One old Japanese man accompanied by three girls probably grandchildren climbed to the peak carrying a pack on his back that he could hardly lift to its position. In our party was one man seventy-two years old and another past sixty. They made the entire trip without complaint and finished as strong as any of us.


Aug 12

Rested at Numazu.

Beach crowded because of the swimming races. Took some pictures and gathered stones in the morning and went in swimming in the afternoon. Water very warm. After supper went to the village and saw fireworks in the river. Boats prettily decorated and great crowds in gay colors.


Aug 13

Arrived at Shizuoka at about 1:30 p.m. Was met at station by about a dozen representatives including General Yoshiye of the Japanese Army a veteran of the Russo-Japanese War, Capt. Ishii of the Japanese Navy and ______.

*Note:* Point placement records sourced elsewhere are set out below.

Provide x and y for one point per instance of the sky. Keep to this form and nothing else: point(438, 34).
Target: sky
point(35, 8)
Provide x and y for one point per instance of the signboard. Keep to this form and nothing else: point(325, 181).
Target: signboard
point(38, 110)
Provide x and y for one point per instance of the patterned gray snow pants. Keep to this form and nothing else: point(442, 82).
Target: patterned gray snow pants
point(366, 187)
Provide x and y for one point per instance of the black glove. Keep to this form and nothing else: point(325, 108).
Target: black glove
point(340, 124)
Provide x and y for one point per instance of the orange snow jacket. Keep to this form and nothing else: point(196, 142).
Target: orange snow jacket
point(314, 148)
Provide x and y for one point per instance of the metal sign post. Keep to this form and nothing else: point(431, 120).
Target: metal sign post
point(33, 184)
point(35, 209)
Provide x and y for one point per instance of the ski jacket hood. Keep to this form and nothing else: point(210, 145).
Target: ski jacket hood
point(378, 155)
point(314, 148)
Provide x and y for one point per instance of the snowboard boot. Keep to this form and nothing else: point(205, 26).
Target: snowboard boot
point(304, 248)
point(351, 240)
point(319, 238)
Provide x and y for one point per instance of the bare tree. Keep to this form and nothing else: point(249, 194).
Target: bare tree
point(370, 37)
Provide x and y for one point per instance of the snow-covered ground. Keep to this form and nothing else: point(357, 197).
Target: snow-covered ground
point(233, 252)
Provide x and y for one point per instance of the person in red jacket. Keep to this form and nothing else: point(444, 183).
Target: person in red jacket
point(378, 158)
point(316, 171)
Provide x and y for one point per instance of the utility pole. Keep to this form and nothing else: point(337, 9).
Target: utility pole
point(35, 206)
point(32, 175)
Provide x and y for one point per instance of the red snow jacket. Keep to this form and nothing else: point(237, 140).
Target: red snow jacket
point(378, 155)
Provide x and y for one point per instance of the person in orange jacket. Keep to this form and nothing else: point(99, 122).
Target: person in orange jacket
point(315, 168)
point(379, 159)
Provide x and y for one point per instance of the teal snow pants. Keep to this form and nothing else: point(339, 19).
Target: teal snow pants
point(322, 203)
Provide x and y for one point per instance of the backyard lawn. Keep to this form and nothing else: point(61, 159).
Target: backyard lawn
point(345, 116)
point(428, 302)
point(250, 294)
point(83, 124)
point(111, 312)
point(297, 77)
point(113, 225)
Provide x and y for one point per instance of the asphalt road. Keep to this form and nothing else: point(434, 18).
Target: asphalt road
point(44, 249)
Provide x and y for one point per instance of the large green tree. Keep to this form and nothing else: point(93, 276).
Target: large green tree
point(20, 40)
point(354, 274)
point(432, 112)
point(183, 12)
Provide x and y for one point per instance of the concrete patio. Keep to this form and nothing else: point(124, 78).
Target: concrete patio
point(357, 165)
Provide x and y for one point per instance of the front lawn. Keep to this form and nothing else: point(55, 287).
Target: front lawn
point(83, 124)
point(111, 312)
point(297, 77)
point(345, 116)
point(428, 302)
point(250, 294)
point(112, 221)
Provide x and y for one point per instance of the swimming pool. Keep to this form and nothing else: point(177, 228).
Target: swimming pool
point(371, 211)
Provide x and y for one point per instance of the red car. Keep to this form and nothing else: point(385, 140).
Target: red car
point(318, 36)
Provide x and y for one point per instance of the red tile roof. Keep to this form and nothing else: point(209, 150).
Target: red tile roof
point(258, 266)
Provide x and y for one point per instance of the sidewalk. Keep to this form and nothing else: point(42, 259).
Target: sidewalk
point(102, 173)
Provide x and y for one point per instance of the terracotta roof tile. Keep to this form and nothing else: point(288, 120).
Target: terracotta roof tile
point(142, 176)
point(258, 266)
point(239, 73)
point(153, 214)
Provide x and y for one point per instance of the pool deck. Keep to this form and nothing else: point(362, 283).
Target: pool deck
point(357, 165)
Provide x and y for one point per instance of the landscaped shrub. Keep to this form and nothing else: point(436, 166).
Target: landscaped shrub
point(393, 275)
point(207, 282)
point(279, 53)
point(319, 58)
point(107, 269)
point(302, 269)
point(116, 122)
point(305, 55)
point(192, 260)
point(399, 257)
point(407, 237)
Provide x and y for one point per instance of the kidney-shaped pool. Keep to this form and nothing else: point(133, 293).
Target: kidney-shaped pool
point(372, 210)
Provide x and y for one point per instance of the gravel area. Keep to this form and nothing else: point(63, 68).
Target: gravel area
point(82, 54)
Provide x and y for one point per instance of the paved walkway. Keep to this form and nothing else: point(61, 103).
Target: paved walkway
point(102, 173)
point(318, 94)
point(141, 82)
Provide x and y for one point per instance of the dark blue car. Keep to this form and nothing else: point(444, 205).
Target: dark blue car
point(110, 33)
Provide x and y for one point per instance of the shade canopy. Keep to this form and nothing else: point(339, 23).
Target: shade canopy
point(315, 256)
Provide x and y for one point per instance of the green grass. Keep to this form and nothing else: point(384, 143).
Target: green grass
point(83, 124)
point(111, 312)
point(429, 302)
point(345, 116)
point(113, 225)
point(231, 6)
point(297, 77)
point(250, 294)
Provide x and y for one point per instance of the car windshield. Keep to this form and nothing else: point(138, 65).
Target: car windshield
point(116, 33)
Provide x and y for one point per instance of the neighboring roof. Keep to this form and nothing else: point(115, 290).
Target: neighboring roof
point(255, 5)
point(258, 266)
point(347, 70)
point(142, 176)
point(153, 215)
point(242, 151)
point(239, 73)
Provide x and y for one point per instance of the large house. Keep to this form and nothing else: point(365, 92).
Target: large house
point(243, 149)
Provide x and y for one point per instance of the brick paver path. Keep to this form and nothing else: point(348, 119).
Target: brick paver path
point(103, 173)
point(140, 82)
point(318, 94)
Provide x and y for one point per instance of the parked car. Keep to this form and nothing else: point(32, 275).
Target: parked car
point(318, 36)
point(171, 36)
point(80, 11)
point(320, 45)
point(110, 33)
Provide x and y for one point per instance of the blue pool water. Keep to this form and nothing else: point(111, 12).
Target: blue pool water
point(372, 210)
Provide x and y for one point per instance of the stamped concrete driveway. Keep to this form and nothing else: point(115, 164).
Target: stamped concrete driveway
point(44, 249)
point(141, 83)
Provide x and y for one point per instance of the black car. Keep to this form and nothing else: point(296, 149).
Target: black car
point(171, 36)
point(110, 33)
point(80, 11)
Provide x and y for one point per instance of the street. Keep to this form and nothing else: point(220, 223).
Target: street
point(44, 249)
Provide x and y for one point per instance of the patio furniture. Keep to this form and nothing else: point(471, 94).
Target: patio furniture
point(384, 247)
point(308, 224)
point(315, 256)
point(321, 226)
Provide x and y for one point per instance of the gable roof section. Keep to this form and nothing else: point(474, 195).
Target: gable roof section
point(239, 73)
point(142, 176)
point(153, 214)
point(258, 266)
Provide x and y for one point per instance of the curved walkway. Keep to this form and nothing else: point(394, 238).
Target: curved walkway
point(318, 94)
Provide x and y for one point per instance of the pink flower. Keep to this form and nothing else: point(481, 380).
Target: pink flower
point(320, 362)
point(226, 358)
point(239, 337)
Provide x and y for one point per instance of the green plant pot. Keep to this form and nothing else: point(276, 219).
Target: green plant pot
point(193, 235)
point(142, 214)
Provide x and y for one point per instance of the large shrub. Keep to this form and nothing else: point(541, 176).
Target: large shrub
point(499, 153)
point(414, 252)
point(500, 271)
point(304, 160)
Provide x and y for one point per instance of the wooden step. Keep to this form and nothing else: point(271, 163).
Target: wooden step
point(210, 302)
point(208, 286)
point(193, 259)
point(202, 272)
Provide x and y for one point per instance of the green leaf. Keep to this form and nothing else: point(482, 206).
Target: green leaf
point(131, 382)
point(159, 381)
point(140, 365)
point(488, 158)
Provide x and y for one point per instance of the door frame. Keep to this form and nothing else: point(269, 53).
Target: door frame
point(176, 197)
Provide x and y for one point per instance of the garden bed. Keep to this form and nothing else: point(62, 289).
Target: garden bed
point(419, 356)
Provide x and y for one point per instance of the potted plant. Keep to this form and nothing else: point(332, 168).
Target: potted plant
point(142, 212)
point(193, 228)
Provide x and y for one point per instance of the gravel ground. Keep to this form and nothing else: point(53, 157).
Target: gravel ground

We were driven in two autos to the Daitokwan Hotel where tea was served and wet towels provided. We then drive to the ______ Shrine and later to the ______ Temple. Here everything was open to us. The vast treasures were all hung on display and the old priest over 76 years old although not well came out and greeted me. We visited the tomb of ______ and following the custom of Japan poured water over the flowers in stone vases and into a basin forming part of the tomb so the soul of the departed would not thirst for a drink.

In the evening there was a dinner given in my honor at the hotel and this was presided over by General Yoshiyi who sat directly opposite me. On his right was Capt. Ishii and on his left was ______. Mr. Okamoto was at my right and Mrs. Okamoto at my left. There were twenty-six or twenty-seven at the dinner. Gen. Yoshiye made the address of welcome in Japanese and was loudly applauded and Mr. Okamoto then translated the address for me. Gen'l Yoshiye then made another short address and presented me with a gift representing the art of Japan and to which sixty or more had contributed funds for the purchase.

Met Mrs. + Dr. Morris Booth Miller of the University of Penn., who lives in Philadelphia and is a good friend of Judge Buffington and Mrs. Hartsforn and several other friends of Y.O. Introduced them to Mr. Seiko on the train.


Aug 14

Arrived at Gifu at about 5:00 p.m. and went direct to hotel. ______ Company had chartered the largest of about fifty boats and we got aboard at about 6:30. Twenty-seven men and three geisha girls to entertain and some supper. About eight in the kitchen to prepare it. Boat itself about 80' x 12' propelled by poles and drawn by three coolies from shore by ropes. Night was perfect with just a new moon shining. We floated up stream about two miles and anchored there, waited for the fishermen to come down. While we were waiting we ate a Japanese supper and shot off fireworks. There were perhaps two hundred boats of all kinds on the stream, each gaily decorated with lanterns. After supper the geishas sang and played the samisen.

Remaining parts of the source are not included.